Skip to content

ColBERT

ColBERT ranker.

Parameters

Examples

>>> from neural_cherche import models, rank
>>> from pprint import pprint
>>> import torch

>>> _ = torch.manual_seed(42)

>>> encoder = models.ColBERT(
...     model_name_or_path="raphaelsty/neural-cherche-colbert",
...     device="mps",
... )

>>> documents = [
...     {"id": 0, "document": "Food"},
...     {"id": 1, "document": "Sports"},
...     {"id": 2, "document": "Cinema"},
... ]

>>> queries = ["Food", "Sports", "Cinema"]

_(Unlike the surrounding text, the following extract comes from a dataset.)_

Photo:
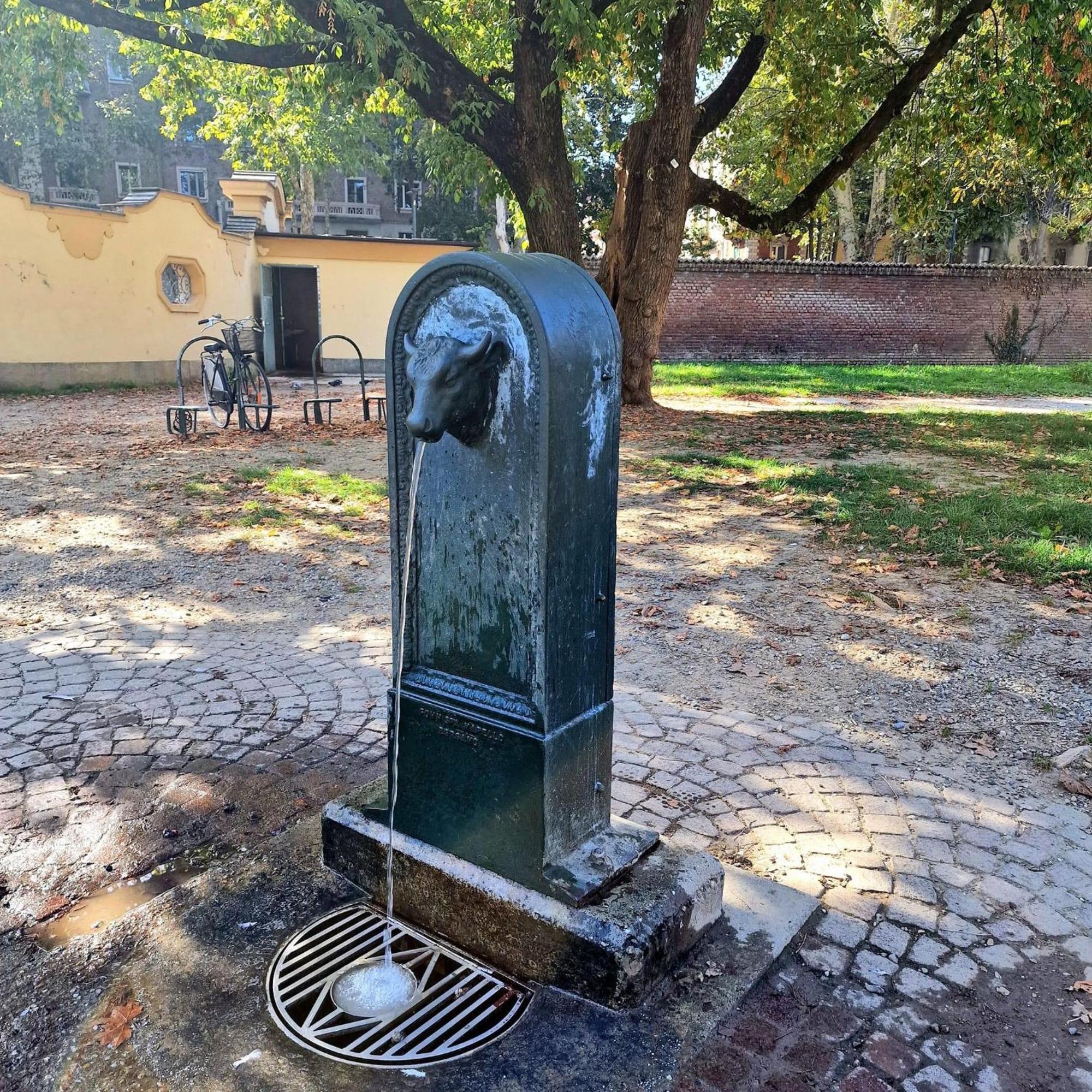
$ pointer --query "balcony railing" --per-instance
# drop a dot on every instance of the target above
(349, 210)
(73, 195)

>>> ranker = rank.ColBERT(
...    key="id",
...    on=["document"],
...    model=encoder,
... )

>>> queries_embeddings = ranker.encode_queries(
...     queries=queries,
...     batch_size=3,
... )

>>> documents_embeddings = ranker.encode_documents(
...     documents=documents,
...     batch_size=3,
... )

>>> scores = ranker(
...     documents=[documents for _ in queries],
...     queries_embeddings=queries_embeddings,
...     documents_embeddings=documents_embeddings,
...     batch_size=3,
...     tqdm_bar=True,
...     k=3,
... )

>>> pprint(scores)
[[{'document': 'Food', 'id': 0, 'similarity': 20.23601531982422},
  {'document': 'Cinema', 'id': 2, 'similarity': 7.255690574645996},
  {'document': 'Sports', 'id': 1, 'similarity': 6.666046142578125}],
 [{'document': 'Sports', 'id': 1, 'similarity': 21.373430252075195},
  {'document': 'Cinema', 'id': 2, 'similarity': 5.494492053985596},
  {'document': 'Food', 'id': 0, 'similarity': 4.814355850219727}],
 [{'document': 'Sports', 'id': 1, 'similarity': 9.25660228729248},
  {'document': 'Food', 'id': 0, 'similarity': 8.206350326538086},
  {'document': 'Cinema', 'id': 2, 'similarity': 5.496612548828125}]]

Methods

call

Rank documents givent queries.

Parameters

  • documents (list[list[dict]])
  • queries_embeddings (dict[str, torch.Tensor])
  • documents_embeddings (dict[str, torch.Tensor])
  • batch_size (int) – defaults to 32
  • tqdm_bar (bool) – defaults to True
  • k (int) – defaults to None
encode_documents

Encode documents.

Parameters

  • documents (list[str])
  • batch_size (int) – defaults to 32
  • tqdm_bar (bool) – defaults to True
  • query_mode (bool) – defaults to False
  • kwargs
encode_queries

Encode queries.

Parameters

  • queries (list[str])
  • batch_size (int) – defaults to 32
  • tqdm_bar (bool) – defaults to True
  • query_mode (bool) – defaults to True
  • kwargs